About 38 tons of cocaine will slip past Navy and Coast Guard vessels and into the U.S. this year because of across-the-board Pentagon budget cuts, the leader of a drug-interdiction task force says.
“Sequestration has impacted our capabilities,” said Navy Rear Adm. Charles D. Michel, director of Joint Interagency Task Force South, based in Key West, Fla. “Our current projection is that an additional 38 tons of cocaine will get past us.”
The task force uses Navy and Coast Guard ships and aircraft as it works with Latin American countries to identify and intercept vessels smuggling cocaine into the U.S.
But the Navy’s 4th Fleet, which is based in Mayport, Fla., and provides ships for the task force, “currently has no vessels assigned to the counter-drug mission,” fleet spokesman Lt. Cmdr. Corey Barker said.
Without the 4th Fleet’s resources, capturing smuggled cocaine before it reaches land will be much harder, Adm. Michel said.
“Once it gets on land, it’s broken into much smaller packages and becomes harder to interdict,” he said.
Last year, the task force seized 152 tons of cocaine — more than four times the 36 tons captured by all other federal, state and local law enforcement agencies in the U.S. in 2012.
The task force’s seizures accounted for about 40 percent of all the cocaine seized by law enforcement globally.
Task force vessels usually patrol the Caribbean, Gulf of Mexico and eastern Pacific to intercept smugglers’ vessels that range from speedboats to submarines.
Adm. Michel is close-mouthed about the intelligence assets the task force deploys, saying they range from signals interception and surveillance to human intelligence, such as tips from informants. Analysts combine intelligence from all sources, including foreign partners, to identify potential targets.

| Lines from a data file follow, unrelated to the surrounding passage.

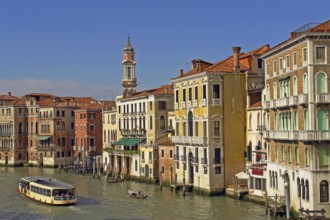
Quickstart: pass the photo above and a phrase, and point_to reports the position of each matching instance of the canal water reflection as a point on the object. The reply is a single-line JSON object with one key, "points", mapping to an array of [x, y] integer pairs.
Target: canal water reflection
{"points": [[98, 199]]}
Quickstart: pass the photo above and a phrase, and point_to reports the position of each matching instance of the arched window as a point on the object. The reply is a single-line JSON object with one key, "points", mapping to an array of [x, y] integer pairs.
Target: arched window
{"points": [[296, 123], [298, 188], [276, 181], [306, 120], [162, 122], [297, 154], [267, 93], [63, 125], [305, 84], [321, 81], [289, 154], [324, 191], [307, 190], [190, 124], [322, 120], [323, 157], [295, 86], [20, 128], [306, 156], [302, 189], [276, 152]]}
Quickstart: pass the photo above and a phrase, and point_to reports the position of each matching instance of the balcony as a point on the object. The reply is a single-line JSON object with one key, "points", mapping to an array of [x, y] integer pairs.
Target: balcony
{"points": [[302, 99], [189, 140], [203, 101], [204, 161], [322, 98], [312, 135], [195, 160], [216, 102], [183, 104], [195, 103]]}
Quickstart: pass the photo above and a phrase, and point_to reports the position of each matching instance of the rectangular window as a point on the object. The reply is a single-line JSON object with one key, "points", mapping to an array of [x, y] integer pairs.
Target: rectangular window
{"points": [[281, 64], [196, 128], [217, 128], [184, 95], [204, 91], [274, 67], [320, 54], [287, 59], [294, 59], [216, 91], [176, 96]]}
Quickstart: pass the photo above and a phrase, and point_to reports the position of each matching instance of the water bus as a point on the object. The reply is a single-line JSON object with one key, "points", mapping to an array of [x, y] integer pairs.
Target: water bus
{"points": [[47, 190]]}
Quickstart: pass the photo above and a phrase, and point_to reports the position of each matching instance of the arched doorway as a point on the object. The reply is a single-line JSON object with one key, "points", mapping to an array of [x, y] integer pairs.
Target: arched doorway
{"points": [[190, 168], [146, 170]]}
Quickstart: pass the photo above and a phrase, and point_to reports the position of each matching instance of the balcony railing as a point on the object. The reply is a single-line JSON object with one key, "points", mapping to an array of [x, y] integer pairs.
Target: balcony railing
{"points": [[203, 101], [189, 140], [218, 160], [195, 103], [203, 160], [298, 135], [322, 98]]}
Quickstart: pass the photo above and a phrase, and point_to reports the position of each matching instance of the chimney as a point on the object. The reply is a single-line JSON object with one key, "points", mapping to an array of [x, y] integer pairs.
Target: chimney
{"points": [[236, 51]]}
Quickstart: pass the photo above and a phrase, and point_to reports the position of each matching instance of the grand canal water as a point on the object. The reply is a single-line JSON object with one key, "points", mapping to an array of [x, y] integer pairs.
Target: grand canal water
{"points": [[98, 199]]}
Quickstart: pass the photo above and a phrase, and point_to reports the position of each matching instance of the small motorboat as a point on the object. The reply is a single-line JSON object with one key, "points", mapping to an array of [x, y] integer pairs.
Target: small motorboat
{"points": [[136, 194]]}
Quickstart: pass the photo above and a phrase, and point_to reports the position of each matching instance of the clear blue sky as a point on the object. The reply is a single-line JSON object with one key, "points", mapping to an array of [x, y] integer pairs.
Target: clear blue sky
{"points": [[75, 47]]}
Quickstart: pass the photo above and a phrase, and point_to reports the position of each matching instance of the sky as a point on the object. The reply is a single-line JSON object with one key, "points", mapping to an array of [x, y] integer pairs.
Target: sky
{"points": [[75, 47]]}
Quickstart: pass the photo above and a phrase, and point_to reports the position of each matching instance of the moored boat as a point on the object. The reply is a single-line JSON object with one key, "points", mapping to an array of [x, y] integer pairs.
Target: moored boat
{"points": [[47, 190], [137, 194]]}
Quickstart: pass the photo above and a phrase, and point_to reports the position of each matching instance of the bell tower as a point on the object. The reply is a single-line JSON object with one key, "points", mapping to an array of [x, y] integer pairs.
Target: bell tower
{"points": [[129, 80]]}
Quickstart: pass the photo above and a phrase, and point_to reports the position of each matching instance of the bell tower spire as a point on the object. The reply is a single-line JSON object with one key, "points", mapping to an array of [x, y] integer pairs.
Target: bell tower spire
{"points": [[129, 81]]}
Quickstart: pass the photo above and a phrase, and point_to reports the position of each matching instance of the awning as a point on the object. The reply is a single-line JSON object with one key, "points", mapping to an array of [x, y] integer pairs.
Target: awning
{"points": [[133, 141], [242, 175], [42, 138], [121, 141]]}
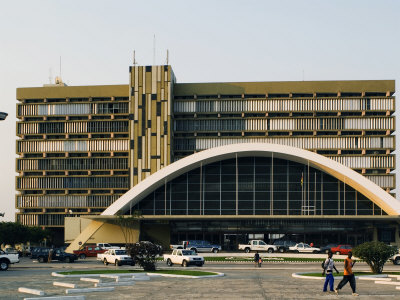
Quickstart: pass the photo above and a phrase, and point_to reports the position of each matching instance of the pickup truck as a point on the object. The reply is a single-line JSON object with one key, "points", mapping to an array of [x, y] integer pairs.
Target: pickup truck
{"points": [[89, 251], [7, 259], [184, 257], [42, 255], [107, 246], [117, 257], [258, 245], [197, 246]]}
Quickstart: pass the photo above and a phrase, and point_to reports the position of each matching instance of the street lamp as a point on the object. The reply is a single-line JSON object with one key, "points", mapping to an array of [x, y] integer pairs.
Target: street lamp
{"points": [[3, 116]]}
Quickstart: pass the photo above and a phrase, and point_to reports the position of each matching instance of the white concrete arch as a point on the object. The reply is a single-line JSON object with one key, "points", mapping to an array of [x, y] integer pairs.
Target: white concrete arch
{"points": [[360, 183]]}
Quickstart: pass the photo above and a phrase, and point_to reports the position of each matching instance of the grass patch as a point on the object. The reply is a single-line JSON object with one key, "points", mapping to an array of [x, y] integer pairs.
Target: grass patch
{"points": [[175, 272], [319, 274]]}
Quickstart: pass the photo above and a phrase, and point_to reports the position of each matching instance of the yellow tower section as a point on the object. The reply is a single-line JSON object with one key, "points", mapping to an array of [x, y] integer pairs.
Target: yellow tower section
{"points": [[150, 120]]}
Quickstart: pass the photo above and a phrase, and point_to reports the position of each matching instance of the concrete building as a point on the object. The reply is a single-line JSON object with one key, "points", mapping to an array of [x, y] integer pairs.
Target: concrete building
{"points": [[82, 148]]}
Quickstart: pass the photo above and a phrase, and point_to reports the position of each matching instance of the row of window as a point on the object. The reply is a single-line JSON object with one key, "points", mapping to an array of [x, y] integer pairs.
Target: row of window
{"points": [[66, 201], [72, 127], [288, 105], [334, 143], [285, 124], [72, 182], [72, 109], [73, 145], [72, 164]]}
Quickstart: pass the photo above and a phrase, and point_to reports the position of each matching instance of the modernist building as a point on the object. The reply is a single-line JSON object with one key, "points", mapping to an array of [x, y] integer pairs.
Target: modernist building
{"points": [[301, 158]]}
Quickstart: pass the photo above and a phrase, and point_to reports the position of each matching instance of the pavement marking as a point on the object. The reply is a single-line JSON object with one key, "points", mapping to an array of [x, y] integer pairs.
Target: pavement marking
{"points": [[89, 290], [59, 298], [65, 284], [388, 282], [31, 291], [123, 283], [90, 279]]}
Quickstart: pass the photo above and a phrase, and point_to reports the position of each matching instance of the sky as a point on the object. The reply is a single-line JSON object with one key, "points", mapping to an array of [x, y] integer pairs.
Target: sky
{"points": [[208, 41]]}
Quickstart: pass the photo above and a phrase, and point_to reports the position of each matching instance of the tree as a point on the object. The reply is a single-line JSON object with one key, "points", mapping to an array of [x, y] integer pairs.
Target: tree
{"points": [[144, 254], [375, 254]]}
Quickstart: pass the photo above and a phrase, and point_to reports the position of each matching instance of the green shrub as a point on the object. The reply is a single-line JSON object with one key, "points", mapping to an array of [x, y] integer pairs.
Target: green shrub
{"points": [[375, 254]]}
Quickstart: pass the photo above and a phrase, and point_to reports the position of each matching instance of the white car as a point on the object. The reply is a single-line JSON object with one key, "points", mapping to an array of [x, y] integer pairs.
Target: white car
{"points": [[184, 257], [304, 248], [117, 257]]}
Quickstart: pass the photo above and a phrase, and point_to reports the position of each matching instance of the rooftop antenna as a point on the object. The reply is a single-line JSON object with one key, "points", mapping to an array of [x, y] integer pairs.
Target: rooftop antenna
{"points": [[50, 76], [154, 50], [134, 59]]}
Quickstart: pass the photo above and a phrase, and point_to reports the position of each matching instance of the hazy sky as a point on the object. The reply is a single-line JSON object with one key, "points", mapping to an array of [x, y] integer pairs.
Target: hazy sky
{"points": [[207, 40]]}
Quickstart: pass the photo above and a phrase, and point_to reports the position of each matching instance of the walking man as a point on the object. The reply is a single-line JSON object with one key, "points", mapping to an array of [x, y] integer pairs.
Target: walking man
{"points": [[329, 266], [256, 259], [348, 275]]}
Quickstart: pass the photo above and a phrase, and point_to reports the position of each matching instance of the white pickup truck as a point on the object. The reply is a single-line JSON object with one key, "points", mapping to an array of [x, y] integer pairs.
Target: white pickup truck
{"points": [[7, 259], [184, 258], [117, 257], [258, 245]]}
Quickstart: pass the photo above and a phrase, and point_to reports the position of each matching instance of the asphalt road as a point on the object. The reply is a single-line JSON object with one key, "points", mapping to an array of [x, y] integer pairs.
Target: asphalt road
{"points": [[242, 281]]}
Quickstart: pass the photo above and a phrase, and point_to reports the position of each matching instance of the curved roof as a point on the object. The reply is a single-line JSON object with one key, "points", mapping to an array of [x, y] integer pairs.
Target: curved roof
{"points": [[360, 183]]}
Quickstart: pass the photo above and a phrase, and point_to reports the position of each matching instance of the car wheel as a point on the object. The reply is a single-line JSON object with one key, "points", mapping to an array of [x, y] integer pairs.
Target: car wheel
{"points": [[169, 262], [3, 265]]}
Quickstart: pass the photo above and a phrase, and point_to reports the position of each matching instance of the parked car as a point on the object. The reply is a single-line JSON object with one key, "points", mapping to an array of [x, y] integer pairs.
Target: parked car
{"points": [[304, 248], [395, 259], [107, 246], [341, 249], [327, 248], [257, 245], [6, 259], [89, 251], [197, 246], [184, 257], [42, 255], [117, 257], [283, 245]]}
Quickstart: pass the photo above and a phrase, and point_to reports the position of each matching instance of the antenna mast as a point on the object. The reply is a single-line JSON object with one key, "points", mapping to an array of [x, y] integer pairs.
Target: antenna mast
{"points": [[154, 50]]}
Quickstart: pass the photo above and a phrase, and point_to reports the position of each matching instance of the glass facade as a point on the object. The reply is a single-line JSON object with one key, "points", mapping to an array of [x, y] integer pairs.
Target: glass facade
{"points": [[256, 186]]}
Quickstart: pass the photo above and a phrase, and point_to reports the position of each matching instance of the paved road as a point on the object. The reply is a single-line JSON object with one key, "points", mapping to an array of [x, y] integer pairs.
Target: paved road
{"points": [[242, 281]]}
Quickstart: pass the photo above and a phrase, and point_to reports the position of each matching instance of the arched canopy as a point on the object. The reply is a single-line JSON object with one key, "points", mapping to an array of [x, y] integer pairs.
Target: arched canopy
{"points": [[358, 182]]}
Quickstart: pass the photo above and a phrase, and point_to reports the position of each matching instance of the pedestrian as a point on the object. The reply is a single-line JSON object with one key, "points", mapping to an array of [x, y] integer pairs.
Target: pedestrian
{"points": [[329, 266], [50, 255], [256, 259], [348, 275]]}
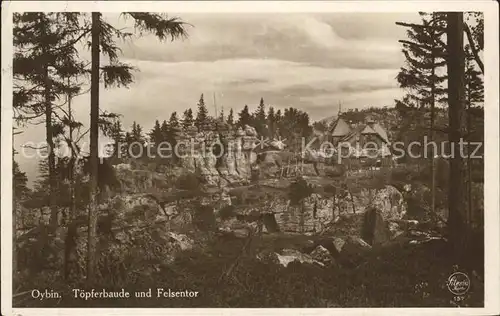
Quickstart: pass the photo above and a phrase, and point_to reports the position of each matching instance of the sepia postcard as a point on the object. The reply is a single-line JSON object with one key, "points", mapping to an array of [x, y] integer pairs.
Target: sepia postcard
{"points": [[250, 157]]}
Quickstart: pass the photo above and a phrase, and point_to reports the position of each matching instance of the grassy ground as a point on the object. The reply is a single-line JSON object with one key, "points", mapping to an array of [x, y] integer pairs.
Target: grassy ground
{"points": [[394, 276]]}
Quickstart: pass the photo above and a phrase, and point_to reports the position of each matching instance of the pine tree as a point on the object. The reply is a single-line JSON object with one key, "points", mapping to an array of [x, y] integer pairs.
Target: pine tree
{"points": [[230, 117], [424, 52], [222, 118], [136, 133], [165, 131], [244, 117], [187, 119], [155, 135], [259, 118], [202, 115], [43, 58], [173, 122], [474, 97], [457, 220], [271, 121]]}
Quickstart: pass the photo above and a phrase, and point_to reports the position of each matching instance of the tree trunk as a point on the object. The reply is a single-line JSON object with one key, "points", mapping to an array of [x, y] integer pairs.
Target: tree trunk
{"points": [[70, 241], [433, 103], [48, 133], [458, 229], [94, 154], [469, 160]]}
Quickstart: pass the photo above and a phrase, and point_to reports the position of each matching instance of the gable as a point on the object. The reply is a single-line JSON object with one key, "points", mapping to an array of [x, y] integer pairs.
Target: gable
{"points": [[341, 128]]}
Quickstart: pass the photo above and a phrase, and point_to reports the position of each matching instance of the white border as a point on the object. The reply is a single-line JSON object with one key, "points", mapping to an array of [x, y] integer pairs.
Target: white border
{"points": [[492, 218]]}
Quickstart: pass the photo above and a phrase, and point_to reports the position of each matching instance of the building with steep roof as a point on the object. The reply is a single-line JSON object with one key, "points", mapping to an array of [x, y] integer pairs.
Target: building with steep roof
{"points": [[361, 140]]}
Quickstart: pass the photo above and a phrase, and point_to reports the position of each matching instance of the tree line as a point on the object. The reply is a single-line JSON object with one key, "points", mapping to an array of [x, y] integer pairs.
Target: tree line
{"points": [[443, 70], [290, 124], [49, 72]]}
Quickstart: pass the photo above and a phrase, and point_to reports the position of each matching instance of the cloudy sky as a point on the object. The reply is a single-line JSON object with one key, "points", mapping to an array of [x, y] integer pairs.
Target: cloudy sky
{"points": [[308, 61]]}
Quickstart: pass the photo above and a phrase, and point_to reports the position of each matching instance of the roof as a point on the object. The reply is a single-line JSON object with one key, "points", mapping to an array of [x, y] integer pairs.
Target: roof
{"points": [[368, 130], [374, 129], [340, 128], [381, 132]]}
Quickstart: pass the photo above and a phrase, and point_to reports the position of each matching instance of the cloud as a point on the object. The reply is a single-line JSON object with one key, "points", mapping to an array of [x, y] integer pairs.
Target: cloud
{"points": [[305, 38], [308, 61]]}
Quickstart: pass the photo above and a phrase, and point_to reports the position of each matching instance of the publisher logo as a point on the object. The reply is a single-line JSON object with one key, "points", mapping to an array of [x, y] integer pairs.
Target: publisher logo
{"points": [[458, 283]]}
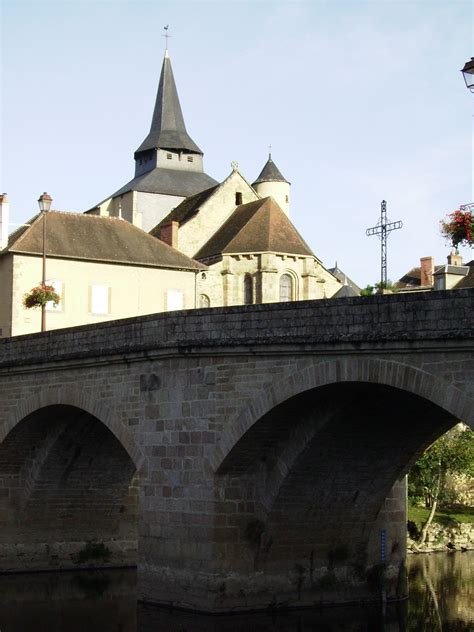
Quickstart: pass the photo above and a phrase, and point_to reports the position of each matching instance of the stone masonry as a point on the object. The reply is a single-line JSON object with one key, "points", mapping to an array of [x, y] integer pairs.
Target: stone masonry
{"points": [[268, 445]]}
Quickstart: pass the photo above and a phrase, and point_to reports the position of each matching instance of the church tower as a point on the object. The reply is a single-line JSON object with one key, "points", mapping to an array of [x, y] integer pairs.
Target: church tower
{"points": [[271, 182], [168, 144], [168, 164]]}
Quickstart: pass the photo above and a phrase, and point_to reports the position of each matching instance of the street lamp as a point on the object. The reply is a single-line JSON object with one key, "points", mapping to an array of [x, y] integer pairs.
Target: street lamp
{"points": [[468, 74], [44, 202]]}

“Only the Department of Defense can do that,” the admiral said.
The Pentagon is cutting $46 billion from its budget this year under the automatic, across-the-board spending reduction plan called sequestration, and faces about $500 billion in spending cuts over the next decade.
Smugglers’ use of submarines highlights the lengths to which drug cartels are able to go to deliver cocaine to the U.S.
“This is an $85 billion a year trade,” Adm. Michel said, noting that the money flows to drug traffickers in the three countries that produce the world’s cocaine — Peru, Bolivia and Colombia.
Drug cartels have “many of the capabilities of a nation state,” he said. “I’m not aware of any law enforcement agency with an anti-submarine capability.”
Coast Guard officers, who have military and law enforcement authority serve on Navy frigates and their own vessels, and can arrest smugglers and seize their vessels and cargo.
The sequester, along with the Navy’s decision to expedite the decommissioning of its frigates, has left the task force without the ships it needs, the admiral said, adding that there are many demands on Navy resources.
“It’s not just all about the money,” he said. “This is a very complicated and daunting problem.”